Nevertheless, in characteristic Roosevelt fashion, he was undaunted by his lack of experience and plunged into the job with enthusiasm and confidence (Coker, 2005, pg. 28). As a matter of fact, he did such a great job, that in 1920 the Democratic Party named him the vice-presidential candidate on James Coxs ticket. They lost the election in November of that year. Roosevelts most significant responsibility in the Navy Department had to do with labor negotiations with defense contractors. His primary goal in this area was to encourage positive relations between workers, industry leaders, and the military.
In this capacity he gained appreciation for labor issues and learned how to handle sometimes rocky labor disputes (Coker, 2005). FDR proved to have the exceptional ability to juggle various administrative and political responsibilities. Part of the reason he was able to do so many things simultaneously was that he insisted on bringing the indispensable Louis Howe to Washington with him to serve as his personal secretary. Howe seemed to be everywhere at once, assisting Roosevelt in all matters-scheduling appointments, helping with clerical work, and even helping Roosevelt keep an eye on, and a hand in, New York politics.

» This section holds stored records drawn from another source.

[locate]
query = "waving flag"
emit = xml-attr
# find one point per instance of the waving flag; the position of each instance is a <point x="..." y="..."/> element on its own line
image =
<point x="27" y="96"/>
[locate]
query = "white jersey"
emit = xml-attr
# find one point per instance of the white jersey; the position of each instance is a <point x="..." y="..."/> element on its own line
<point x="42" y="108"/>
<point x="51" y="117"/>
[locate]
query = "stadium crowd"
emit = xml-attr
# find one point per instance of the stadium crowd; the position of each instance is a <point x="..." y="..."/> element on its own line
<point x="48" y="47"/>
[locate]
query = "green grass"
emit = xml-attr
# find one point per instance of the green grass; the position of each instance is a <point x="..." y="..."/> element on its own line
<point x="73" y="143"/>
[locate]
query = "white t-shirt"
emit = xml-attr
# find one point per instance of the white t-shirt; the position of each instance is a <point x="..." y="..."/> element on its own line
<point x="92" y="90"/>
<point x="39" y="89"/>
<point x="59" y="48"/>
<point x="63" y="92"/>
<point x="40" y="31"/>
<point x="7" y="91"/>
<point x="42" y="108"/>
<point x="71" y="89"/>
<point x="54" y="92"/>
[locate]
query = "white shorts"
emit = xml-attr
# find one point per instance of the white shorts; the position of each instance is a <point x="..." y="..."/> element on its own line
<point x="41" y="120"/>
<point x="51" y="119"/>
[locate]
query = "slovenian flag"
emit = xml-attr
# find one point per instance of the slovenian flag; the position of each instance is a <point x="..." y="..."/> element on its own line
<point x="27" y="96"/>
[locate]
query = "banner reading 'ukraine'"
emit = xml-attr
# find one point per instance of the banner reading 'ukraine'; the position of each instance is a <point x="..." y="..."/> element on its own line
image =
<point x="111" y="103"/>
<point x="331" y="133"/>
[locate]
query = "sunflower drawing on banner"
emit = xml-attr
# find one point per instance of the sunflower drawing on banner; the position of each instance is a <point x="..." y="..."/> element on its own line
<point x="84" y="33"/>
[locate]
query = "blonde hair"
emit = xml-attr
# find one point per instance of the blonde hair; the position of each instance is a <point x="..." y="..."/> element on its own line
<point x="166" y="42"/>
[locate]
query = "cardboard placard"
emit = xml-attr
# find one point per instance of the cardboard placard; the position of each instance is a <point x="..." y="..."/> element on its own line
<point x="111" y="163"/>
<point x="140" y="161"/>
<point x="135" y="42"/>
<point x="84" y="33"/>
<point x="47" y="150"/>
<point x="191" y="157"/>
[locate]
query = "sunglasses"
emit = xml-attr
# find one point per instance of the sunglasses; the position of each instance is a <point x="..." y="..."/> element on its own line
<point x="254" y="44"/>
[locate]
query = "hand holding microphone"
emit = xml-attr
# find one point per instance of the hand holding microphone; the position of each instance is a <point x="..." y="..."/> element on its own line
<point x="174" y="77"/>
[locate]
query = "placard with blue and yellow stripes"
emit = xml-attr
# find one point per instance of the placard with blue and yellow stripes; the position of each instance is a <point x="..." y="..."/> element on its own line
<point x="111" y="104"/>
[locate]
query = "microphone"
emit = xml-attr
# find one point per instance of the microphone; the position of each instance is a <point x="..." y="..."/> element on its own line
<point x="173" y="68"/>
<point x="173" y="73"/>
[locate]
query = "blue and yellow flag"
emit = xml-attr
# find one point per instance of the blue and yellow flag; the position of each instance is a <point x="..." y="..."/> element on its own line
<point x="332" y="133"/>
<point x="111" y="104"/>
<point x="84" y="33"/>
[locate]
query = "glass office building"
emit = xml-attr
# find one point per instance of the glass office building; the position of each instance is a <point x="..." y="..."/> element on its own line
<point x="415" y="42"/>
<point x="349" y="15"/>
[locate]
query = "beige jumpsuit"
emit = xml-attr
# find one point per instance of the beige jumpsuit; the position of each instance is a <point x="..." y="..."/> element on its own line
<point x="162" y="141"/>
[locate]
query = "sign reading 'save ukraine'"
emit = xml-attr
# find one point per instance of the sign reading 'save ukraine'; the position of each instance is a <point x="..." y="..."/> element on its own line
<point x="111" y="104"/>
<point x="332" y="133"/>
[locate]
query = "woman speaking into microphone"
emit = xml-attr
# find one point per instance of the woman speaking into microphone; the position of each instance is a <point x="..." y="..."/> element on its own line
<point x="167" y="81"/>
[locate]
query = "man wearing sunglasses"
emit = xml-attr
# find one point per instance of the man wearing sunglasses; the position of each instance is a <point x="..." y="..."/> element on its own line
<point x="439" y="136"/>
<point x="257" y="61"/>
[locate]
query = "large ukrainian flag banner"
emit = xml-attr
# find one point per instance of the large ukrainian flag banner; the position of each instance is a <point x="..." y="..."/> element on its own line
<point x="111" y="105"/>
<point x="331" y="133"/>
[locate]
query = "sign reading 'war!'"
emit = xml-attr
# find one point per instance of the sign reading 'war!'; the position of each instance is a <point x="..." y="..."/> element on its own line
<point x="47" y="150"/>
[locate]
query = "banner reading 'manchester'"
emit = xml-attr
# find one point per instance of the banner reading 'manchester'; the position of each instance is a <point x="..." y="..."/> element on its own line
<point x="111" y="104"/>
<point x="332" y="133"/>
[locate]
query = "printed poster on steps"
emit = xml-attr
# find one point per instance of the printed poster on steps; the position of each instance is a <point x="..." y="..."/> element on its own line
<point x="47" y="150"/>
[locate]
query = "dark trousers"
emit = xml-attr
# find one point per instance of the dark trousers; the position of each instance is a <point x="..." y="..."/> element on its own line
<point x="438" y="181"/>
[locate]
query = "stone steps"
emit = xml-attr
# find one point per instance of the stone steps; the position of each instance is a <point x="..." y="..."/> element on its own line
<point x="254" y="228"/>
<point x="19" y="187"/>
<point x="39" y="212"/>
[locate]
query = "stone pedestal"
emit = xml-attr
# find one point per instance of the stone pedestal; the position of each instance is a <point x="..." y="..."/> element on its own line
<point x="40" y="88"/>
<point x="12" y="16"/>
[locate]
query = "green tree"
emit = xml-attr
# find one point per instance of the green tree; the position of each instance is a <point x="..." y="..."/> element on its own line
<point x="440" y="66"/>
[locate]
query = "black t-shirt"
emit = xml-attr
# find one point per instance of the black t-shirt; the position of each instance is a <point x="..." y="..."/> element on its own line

(Coker, 2005, pg. 31) In1921 FDR contracted polio, an incurable disease that left his legs paralyzed. By investing a considerable part of his fortune in renovating a spa in Warm Springs, Georgia, whose curative waters, together with strenuous physical therapy and the support of his wife, children and close confidantes, was he able to regain some use of his legs. By 1928 with the relentless help of his wife, Howe and a new personal secretary, Marguerite (Missy) LeHand, FDR was apparently sufficiently recovered to resume his political ambitions to run and win the governorship of New York.

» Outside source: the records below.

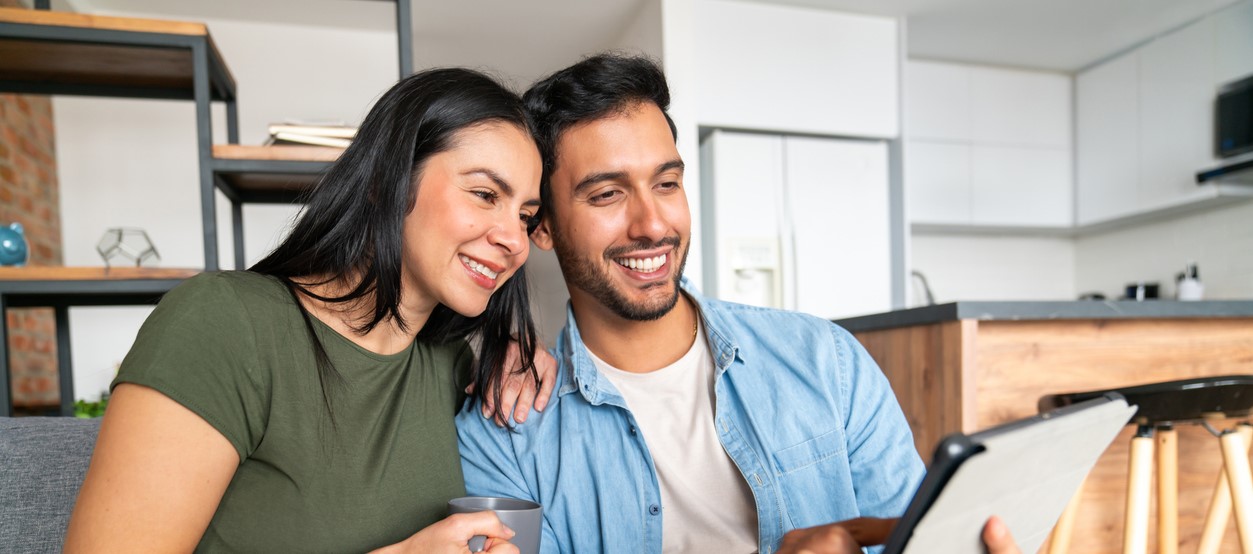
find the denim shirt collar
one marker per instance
(578, 372)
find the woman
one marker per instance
(306, 405)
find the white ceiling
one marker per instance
(533, 36)
(1061, 35)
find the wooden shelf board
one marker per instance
(93, 273)
(95, 64)
(100, 21)
(65, 53)
(241, 152)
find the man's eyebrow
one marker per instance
(668, 166)
(613, 176)
(597, 178)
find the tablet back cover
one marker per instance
(1024, 471)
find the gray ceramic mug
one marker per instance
(520, 515)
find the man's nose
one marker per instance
(645, 219)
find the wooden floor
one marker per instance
(970, 375)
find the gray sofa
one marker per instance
(41, 465)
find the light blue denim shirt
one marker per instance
(801, 407)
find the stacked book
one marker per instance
(320, 134)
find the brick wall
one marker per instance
(29, 196)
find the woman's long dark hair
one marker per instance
(351, 231)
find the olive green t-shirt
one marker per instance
(234, 350)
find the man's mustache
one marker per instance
(622, 251)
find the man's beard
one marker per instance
(593, 277)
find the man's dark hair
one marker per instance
(602, 85)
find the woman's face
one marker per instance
(466, 233)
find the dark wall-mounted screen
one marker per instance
(1233, 119)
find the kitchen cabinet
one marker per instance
(1145, 123)
(937, 102)
(796, 69)
(1028, 187)
(1019, 108)
(1233, 43)
(986, 147)
(1177, 105)
(1108, 119)
(797, 222)
(937, 181)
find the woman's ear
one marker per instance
(543, 236)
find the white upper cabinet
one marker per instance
(987, 147)
(1145, 119)
(1021, 187)
(1233, 43)
(937, 182)
(937, 102)
(1108, 139)
(1177, 105)
(796, 69)
(1019, 108)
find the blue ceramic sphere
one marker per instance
(13, 246)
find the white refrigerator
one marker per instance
(797, 222)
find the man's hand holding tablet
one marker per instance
(850, 537)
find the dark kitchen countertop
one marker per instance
(1044, 311)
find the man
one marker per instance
(679, 423)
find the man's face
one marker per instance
(619, 216)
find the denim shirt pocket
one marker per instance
(813, 480)
(812, 451)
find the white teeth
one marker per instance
(479, 267)
(644, 265)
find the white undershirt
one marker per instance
(706, 503)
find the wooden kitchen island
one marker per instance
(967, 366)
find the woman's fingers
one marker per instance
(545, 366)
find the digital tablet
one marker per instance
(1024, 471)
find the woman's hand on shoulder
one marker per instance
(452, 534)
(520, 391)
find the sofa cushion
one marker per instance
(43, 461)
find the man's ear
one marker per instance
(543, 236)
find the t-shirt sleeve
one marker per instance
(199, 350)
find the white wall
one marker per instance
(994, 267)
(776, 68)
(134, 162)
(1219, 241)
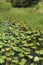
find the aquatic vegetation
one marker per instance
(19, 44)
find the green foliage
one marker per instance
(5, 6)
(23, 3)
(18, 46)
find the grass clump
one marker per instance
(4, 5)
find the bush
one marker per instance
(23, 3)
(4, 5)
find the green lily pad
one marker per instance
(36, 59)
(21, 55)
(23, 61)
(1, 61)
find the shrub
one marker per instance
(4, 5)
(23, 3)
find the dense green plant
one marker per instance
(22, 3)
(20, 45)
(4, 5)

The very next year FDR had to cope with the stock market crash in October. The stock market was pretty volatile in the 1920s. With no regulation, Americans and investors bought stock on credit. By the second half of 1929 the economy slowed because of rising unemployment and high interest rates. When everybody started selling stock and found no buyers, the market nosedived. October 24th (Black Thursday) and October 29th ( Black Tuesday) were two days that marked the beginning of the depression, although not the only cause.
At the same time, farmers were taking advantage of new technologies, which caused overproduction. The Stock market crash, along with overseas competition, and urban areas lacking the income to buy agricultural products, caused those prices to crash also. Because of the prosperity in the 1920 over 80% of Americans held no savings at all and the rich stopped buying. Because of all these factors, 5000 banks collapsed, one in four farms went into foreclosure and 100,000 jobs vanished each week. By 1932 one quarter of this countrys people in were unemployed (Baliles, 2005).
FDR implemented a number of innovative relief and recovery initiatives: unemployment insurance, pensions for the elderly, limits on work hours, and massive public works projects. These programs labeled him as a liberal reformer and won him reelection as governor in 1930. It is important to note that FDR as Governor surrounded himself with best minds that worked with him in the State Senate, as well as some members of Al Smiths former gubernatorial administration, to solve his States problems.
At the same time he had Louise Howe, as his chief campaign strategist and the head of the state Democratic Party, James Farley laying the ground work for a presidential campaign (Coker, 2005). In the grip of the great depression, the Democrats turned to FDR in the election season of 1932 to run for President. He was a popular and successful governor for two terms, with a recognizable last name, that could challenge President Hoover. He won the presidency in a landslide, promising the American People a New Deal.
Voters extended FDR approval to both houses of congress, giving the democrats overwhelming majority, which would prove vital in FDRs first year in office. In his inaugural address, FDR promised the distraught Americans hope by telling them that they had nothing to fear but fear itself (Baliles, 2005). True to his character, FDR surrounded himself with a group of advisers nicknamed the brain trust. This brain trust included former progressives, liberal-minded professors and bright young lawyers.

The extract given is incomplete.